I consider that the legislature’s intent in part VII of the Act is clear, ie that subject to section 47B, once the Local Court is satisfied that:
(a) pursuant to the Act the Lessor was entitled to give a notice to quit;
(b) the ground specified in the notice has been established; and
(c) such notice complies with the requirements of the Act and has been duly served on the lessee,
the Local Court is required to issue a warrant of possession.”

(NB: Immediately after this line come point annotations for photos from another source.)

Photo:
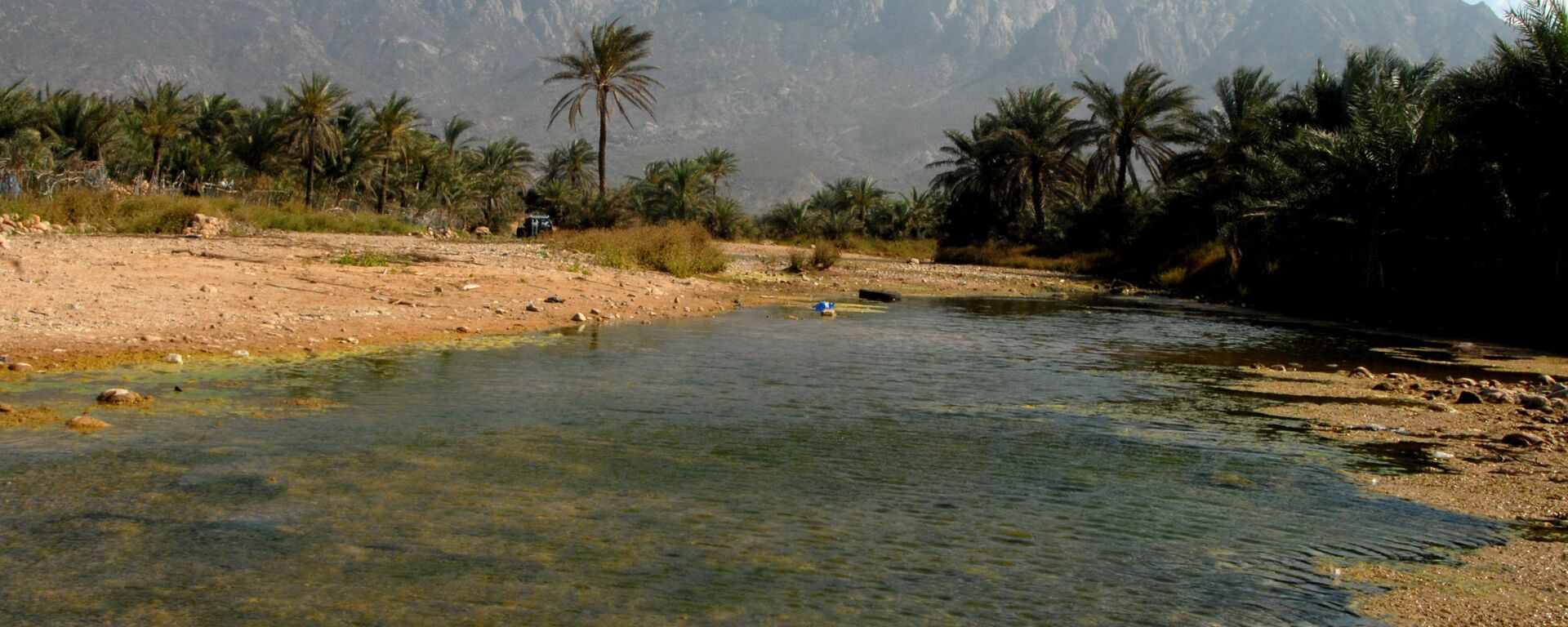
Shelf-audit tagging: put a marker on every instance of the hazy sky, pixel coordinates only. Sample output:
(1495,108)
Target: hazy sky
(1501,5)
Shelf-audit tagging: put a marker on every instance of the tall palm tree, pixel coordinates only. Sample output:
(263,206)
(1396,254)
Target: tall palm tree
(1037,140)
(1138,122)
(311,119)
(162,115)
(608,68)
(392,124)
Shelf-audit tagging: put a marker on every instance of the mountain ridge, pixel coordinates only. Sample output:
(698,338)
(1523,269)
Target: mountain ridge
(802,90)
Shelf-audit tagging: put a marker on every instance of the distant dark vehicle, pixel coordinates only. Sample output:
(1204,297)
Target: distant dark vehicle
(533,226)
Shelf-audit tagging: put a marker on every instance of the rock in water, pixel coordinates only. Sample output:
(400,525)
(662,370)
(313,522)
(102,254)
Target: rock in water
(1523,439)
(87,424)
(119,395)
(882,295)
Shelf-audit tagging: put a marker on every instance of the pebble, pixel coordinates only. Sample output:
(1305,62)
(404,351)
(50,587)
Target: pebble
(87,424)
(1525,439)
(119,395)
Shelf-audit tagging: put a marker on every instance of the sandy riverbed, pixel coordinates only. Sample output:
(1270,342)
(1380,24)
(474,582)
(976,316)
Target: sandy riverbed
(73,301)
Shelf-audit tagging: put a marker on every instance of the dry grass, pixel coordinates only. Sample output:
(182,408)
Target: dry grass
(1018,256)
(681,250)
(1192,264)
(168,216)
(891,248)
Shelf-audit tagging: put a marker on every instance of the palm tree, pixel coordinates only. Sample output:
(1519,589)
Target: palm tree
(862,196)
(571,165)
(313,113)
(502,170)
(18,110)
(82,126)
(720,163)
(608,66)
(1036,140)
(162,115)
(675,190)
(259,138)
(452,134)
(392,124)
(1138,122)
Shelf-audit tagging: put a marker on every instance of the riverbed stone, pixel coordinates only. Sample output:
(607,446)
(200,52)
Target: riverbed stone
(87,424)
(1534,402)
(119,395)
(1523,439)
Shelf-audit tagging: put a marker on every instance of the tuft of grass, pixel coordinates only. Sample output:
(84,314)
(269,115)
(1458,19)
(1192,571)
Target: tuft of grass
(168,216)
(1017,256)
(799,260)
(681,250)
(369,259)
(825,255)
(1192,265)
(891,248)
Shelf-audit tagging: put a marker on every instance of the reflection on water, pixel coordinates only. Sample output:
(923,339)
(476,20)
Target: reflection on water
(978,461)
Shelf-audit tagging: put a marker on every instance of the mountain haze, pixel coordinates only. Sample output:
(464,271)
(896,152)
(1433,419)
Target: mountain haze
(802,90)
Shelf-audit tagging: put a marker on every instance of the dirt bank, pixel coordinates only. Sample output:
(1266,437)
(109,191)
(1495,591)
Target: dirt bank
(1493,446)
(74,301)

149. I respectfully agree with and adopt the reasoning in this case (which is binding upon me in any event). Accordingly, the fact that the respondent has three children residing with her is irrelevant to my considerations. The issue of a warrant is not a discretionary relief. No balancing of competing interests is permitted. The breaches, which I have found to have occurred, are not minor. In my view, the court would retain a discretion to decline to issue a warrant for minor or one-off breaches (if the one-off breach was not serious), but that is not the case here. The breaches were serious and ongoing, such that the enjoyment of the property occupied by Berger and Jefferies was significantly and adversely affected for a period of about two years up to the date of them giving evidence.
150. I find that the applicant was entitled to give a notice to quit, as there is no evidence to suggest that the applicant had waived compliance (either directly or indirectly) with the covenants that it now seeks to rely upon.
151. Further, I find that the applicant has made out at least some of the grounds in it’s notice to quit; and the notice complies with the requirements of the Act; and was duly served upon the respondent. Accordingly, the applicant is entitled to the warrant that it seeks. I have no discretion, and I am obliged to issue a warrant of possession for the premises.
152. I will hear the parties on the date when the warrant of possession is to take effect from, and any consequential orders that are sought.

Dated this 13th day of October 2004.